The Report Card: SCIENCE

SchoolReportCardGRADE: C

The debate around the role of creationism in American high school science classrooms continues to evolve. Although the courts have rebuffed creationist attempts to re-brand their religious message as “intelligent design,” creationists continued their assault on science in the classroom with urges to “teach the controversy.”

Texas, the nation’s second largest purchaser of high school textbooks and therefore a tremendous influence on secondary science education nation-wide, had a particularly rocky year. On the positive side, the Texas Board of Education voted to remove a 20-year-old standard that required science teachers to “assess the strengths and weaknesses of scientific theories” (most especially Darwin’s theory of evolution by natural selection). Not only was this ambiguous directive un-workable in a classroom setting, it was a bald attempt by creationists to undermine the transmission of clear, well-accepted, un-biased scientific knowledge to students.

Typically such exemplary work by the state of Texas should merit higher marks than a C, and it would, had Texas not stumbled two steps back as it took its step forward. As the Board voted to repeal the old standard, several members introduced amendments designed to undermine science education—including traditional creationist tactics such as a mandate that students consider multiple view points concerning widely accepted scientific theories like evolution and the big-bang and the removal of language that referenced the scientific consensus that the universe is 14 billion years old.
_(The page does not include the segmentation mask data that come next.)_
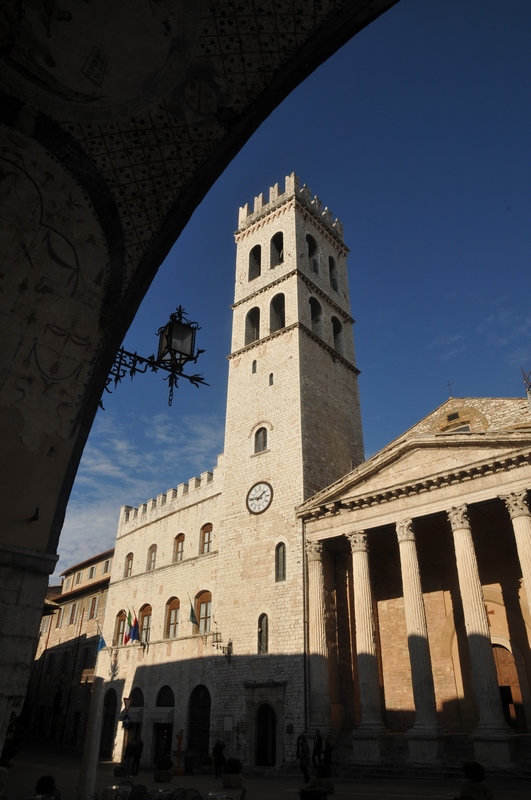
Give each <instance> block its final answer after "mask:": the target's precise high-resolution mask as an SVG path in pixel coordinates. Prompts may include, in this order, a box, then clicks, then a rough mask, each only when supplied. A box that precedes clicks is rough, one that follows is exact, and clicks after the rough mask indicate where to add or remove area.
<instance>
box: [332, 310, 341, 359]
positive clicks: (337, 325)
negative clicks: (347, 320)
mask: <svg viewBox="0 0 531 800" xmlns="http://www.w3.org/2000/svg"><path fill="white" fill-rule="evenodd" d="M332 335H333V337H334V350H336V351H337V352H338V353H342V352H343V326H342V325H341V323H340V321H339V320H338V319H337V317H332Z"/></svg>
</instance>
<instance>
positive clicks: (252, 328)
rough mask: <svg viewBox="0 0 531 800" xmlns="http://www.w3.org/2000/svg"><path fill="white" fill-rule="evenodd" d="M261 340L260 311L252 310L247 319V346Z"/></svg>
mask: <svg viewBox="0 0 531 800" xmlns="http://www.w3.org/2000/svg"><path fill="white" fill-rule="evenodd" d="M259 338H260V309H259V308H258V306H255V307H254V308H251V310H250V311H249V313H248V314H247V316H246V317H245V344H251V343H252V342H256V340H257V339H259Z"/></svg>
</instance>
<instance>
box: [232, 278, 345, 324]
mask: <svg viewBox="0 0 531 800" xmlns="http://www.w3.org/2000/svg"><path fill="white" fill-rule="evenodd" d="M294 275H295V276H296V277H297V278H301V280H302V281H303V282H304V283H305V284H306V286H307V287H308V289H309V290H310V291H311V292H313V293H314V294H318V295H319V296H320V297H322V298H323V300H326V301H327V303H329V305H331V306H332V308H333V309H334V310H335V311H336V312H337V313H338V314H340V315H341V316H342V317H343V319H344V321H345V322H350V323H351V324H354V322H355V319H354V318H353V317H351V316H350V314H349V313H348V312H347V311H345V310H344V309H342V308H341V306H338V304H337V303H336V302H334V300H332V298H331V297H330V296H329V295H327V294H326V292H324V291H323V290H322V289H320V288H319V286H317V284H316V283H314V282H313V281H311V280H310V279H309V278H308V277H307V276H306V275H304V273H303V272H301V271H300V269H298V268H297V267H295V269H292V270H290V271H289V272H286V274H285V275H281V276H280V277H279V278H277V279H276V280H274V281H272V282H271V283H268V284H267V286H262V288H261V289H257V290H256V292H253V293H252V294H248V295H247V296H246V297H243V298H242V299H241V300H238V301H237V302H236V303H233V304H232V305H231V308H232V309H233V310H234V309H235V308H238V306H241V305H242V303H247V302H248V301H249V300H253V299H254V298H255V297H258V296H259V295H261V294H264V293H265V292H268V291H269V290H270V289H272V288H273V287H274V286H278V285H279V284H280V283H283V282H284V281H287V280H288V279H289V278H292V277H293V276H294Z"/></svg>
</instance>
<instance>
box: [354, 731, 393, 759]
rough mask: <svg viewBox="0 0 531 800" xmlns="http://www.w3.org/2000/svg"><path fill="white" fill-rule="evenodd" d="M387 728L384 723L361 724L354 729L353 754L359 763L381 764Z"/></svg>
mask: <svg viewBox="0 0 531 800" xmlns="http://www.w3.org/2000/svg"><path fill="white" fill-rule="evenodd" d="M386 734H387V729H386V728H385V727H384V726H383V725H378V726H376V725H375V726H374V727H373V726H368V725H367V726H366V727H363V726H360V727H359V728H356V730H354V731H352V756H353V761H354V762H355V763H358V764H379V763H380V762H381V760H382V755H383V752H384V750H385V744H386V738H387V736H386Z"/></svg>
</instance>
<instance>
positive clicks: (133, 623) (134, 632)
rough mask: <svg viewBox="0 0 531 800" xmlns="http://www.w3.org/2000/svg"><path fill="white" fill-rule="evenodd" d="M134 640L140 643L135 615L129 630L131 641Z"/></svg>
mask: <svg viewBox="0 0 531 800" xmlns="http://www.w3.org/2000/svg"><path fill="white" fill-rule="evenodd" d="M135 640H136V641H137V642H139V641H140V632H139V630H138V619H137V616H136V614H135V619H134V622H133V627H132V628H131V641H132V642H134V641H135Z"/></svg>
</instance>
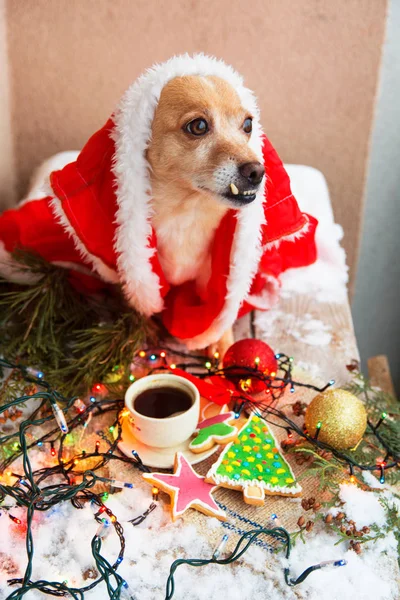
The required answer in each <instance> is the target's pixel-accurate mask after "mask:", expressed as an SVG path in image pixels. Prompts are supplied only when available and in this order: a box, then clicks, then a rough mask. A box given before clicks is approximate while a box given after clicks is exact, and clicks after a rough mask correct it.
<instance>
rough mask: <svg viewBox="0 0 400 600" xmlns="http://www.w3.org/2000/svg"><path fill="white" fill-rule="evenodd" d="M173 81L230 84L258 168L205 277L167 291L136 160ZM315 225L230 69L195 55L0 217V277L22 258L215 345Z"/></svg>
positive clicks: (225, 224) (140, 99) (167, 62)
mask: <svg viewBox="0 0 400 600" xmlns="http://www.w3.org/2000/svg"><path fill="white" fill-rule="evenodd" d="M182 75H200V76H207V75H213V76H217V77H221V78H222V79H224V80H226V81H227V82H228V83H230V84H231V85H232V86H233V87H234V88H235V90H236V91H237V93H238V94H239V96H240V99H241V102H242V105H243V107H244V108H246V109H247V110H248V111H249V112H250V114H252V115H253V116H254V120H253V132H252V135H251V139H250V142H249V144H250V146H251V147H252V149H253V150H254V152H255V153H256V155H257V156H258V158H259V160H260V161H262V162H263V163H264V165H265V171H266V177H265V178H264V183H263V185H262V186H261V187H260V189H259V191H258V193H257V197H256V199H255V200H254V201H253V202H252V203H251V204H249V205H247V206H244V207H241V208H240V209H230V210H228V212H227V213H226V215H225V216H224V217H223V218H222V220H221V222H220V224H219V226H218V228H217V230H216V233H215V236H214V240H213V243H212V247H211V260H212V274H211V278H210V281H209V283H208V286H207V288H206V290H202V291H201V292H200V291H199V290H198V289H197V288H196V285H195V283H194V281H187V282H185V283H183V284H181V285H179V286H172V285H170V284H169V283H168V281H167V280H166V278H165V276H164V274H163V272H162V269H161V266H160V262H159V260H158V255H157V239H156V235H155V232H154V230H153V228H152V224H151V184H150V178H149V173H148V163H147V161H146V157H145V150H146V147H147V145H148V142H149V139H150V134H151V125H152V120H153V116H154V111H155V108H156V106H157V103H158V100H159V97H160V94H161V91H162V89H163V87H164V86H165V85H166V83H168V81H170V80H171V79H173V78H174V77H178V76H182ZM316 224H317V222H316V220H315V219H314V218H313V217H311V216H309V215H306V214H302V213H301V212H300V210H299V208H298V206H297V202H296V200H295V198H294V197H293V195H292V193H291V190H290V182H289V178H288V175H287V173H286V171H285V169H284V167H283V165H282V162H281V161H280V159H279V157H278V155H277V153H276V152H275V150H274V148H273V147H272V145H271V144H270V142H269V141H268V140H267V138H266V137H265V135H264V134H263V133H262V130H261V127H260V122H259V111H258V108H257V104H256V100H255V98H254V96H253V94H252V92H250V90H248V89H247V88H245V87H244V85H243V80H242V78H241V77H240V75H238V74H237V73H236V72H235V71H234V70H233V69H232V68H231V67H230V66H228V65H226V64H225V63H223V62H222V61H218V60H216V59H215V58H210V57H207V56H204V55H196V56H193V57H190V56H188V55H184V56H178V57H174V58H172V59H170V60H169V61H167V62H166V63H164V64H161V65H157V66H155V67H154V68H152V69H150V70H149V71H147V72H146V73H145V74H144V75H142V76H141V77H140V78H139V79H138V80H137V81H136V82H135V83H134V84H133V85H132V86H131V87H130V88H129V89H128V90H127V92H126V93H125V95H124V96H123V98H122V100H121V102H120V104H119V106H118V108H117V110H116V111H115V112H114V114H113V115H112V117H111V118H110V119H109V120H108V122H107V123H106V124H105V125H104V127H102V129H100V130H99V131H97V132H96V133H95V134H94V135H93V136H92V137H91V138H90V139H89V141H88V142H87V144H86V145H85V147H84V148H83V150H82V151H81V152H80V154H79V156H78V157H77V159H76V161H74V162H71V163H69V164H67V165H66V166H65V167H64V168H63V169H61V170H57V171H53V172H52V173H51V175H50V179H49V186H48V191H47V193H46V195H45V196H44V197H38V196H36V198H32V197H29V198H28V199H26V200H25V201H24V202H23V203H22V204H21V205H20V206H19V207H18V208H16V209H15V210H8V211H6V212H4V213H3V215H1V217H0V244H1V247H0V272H2V274H3V275H4V274H5V275H6V276H8V277H9V278H14V279H15V278H16V277H17V278H18V273H16V271H15V265H13V263H12V258H11V256H10V253H11V252H12V251H13V250H14V249H15V248H16V247H22V248H25V249H28V250H31V251H33V252H36V253H38V254H39V255H41V256H42V257H44V258H45V259H46V260H48V261H49V262H52V263H55V264H60V265H62V266H64V267H66V268H68V269H70V274H71V282H72V283H73V284H74V285H76V286H79V287H80V289H81V290H82V289H83V290H85V291H87V292H88V293H90V292H95V291H99V290H100V289H101V288H102V287H103V288H104V287H105V286H106V285H110V284H121V285H122V289H123V292H124V294H125V297H126V299H127V301H128V303H129V304H130V305H131V306H132V307H133V308H135V309H136V310H138V311H139V312H140V313H142V314H144V315H148V316H151V315H153V314H156V313H161V317H162V320H163V322H164V324H165V326H166V327H167V329H168V330H169V331H170V333H171V334H172V335H174V336H176V337H177V338H180V339H182V340H184V341H185V342H186V343H187V345H188V347H189V348H203V347H205V346H207V345H208V344H211V343H213V342H216V341H218V339H219V338H220V337H221V335H222V334H223V333H224V331H225V330H226V329H228V328H229V327H230V326H231V325H232V324H233V323H234V321H235V319H236V318H237V317H238V316H241V315H243V314H244V313H246V312H248V311H249V310H251V309H253V308H257V309H267V308H270V306H271V305H272V304H273V303H274V302H275V301H276V298H277V295H278V290H279V274H280V273H281V272H282V271H284V270H286V269H288V268H292V267H299V266H305V265H308V264H311V263H312V262H314V261H315V259H316V248H315V242H314V232H315V227H316Z"/></svg>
Indeed, Texas might be facing a failing grade if not for signs of intelligent life in the state legislature: some legislators have apparently had enough of the Board’s refusal to set a science curriculum modeled on traditional scientific approaches and facts, and are considering stripping the Board of its authority.

Though the nation’s high schools slipped by with a low-pass this year, we are cautiously optimistic that with hard work they can reach their true potential. President Obama has issued a call for an end to the war on science waged by the previous administration, and with a little luck and a lot of advocacy state-level education boards and administrators will follow suit.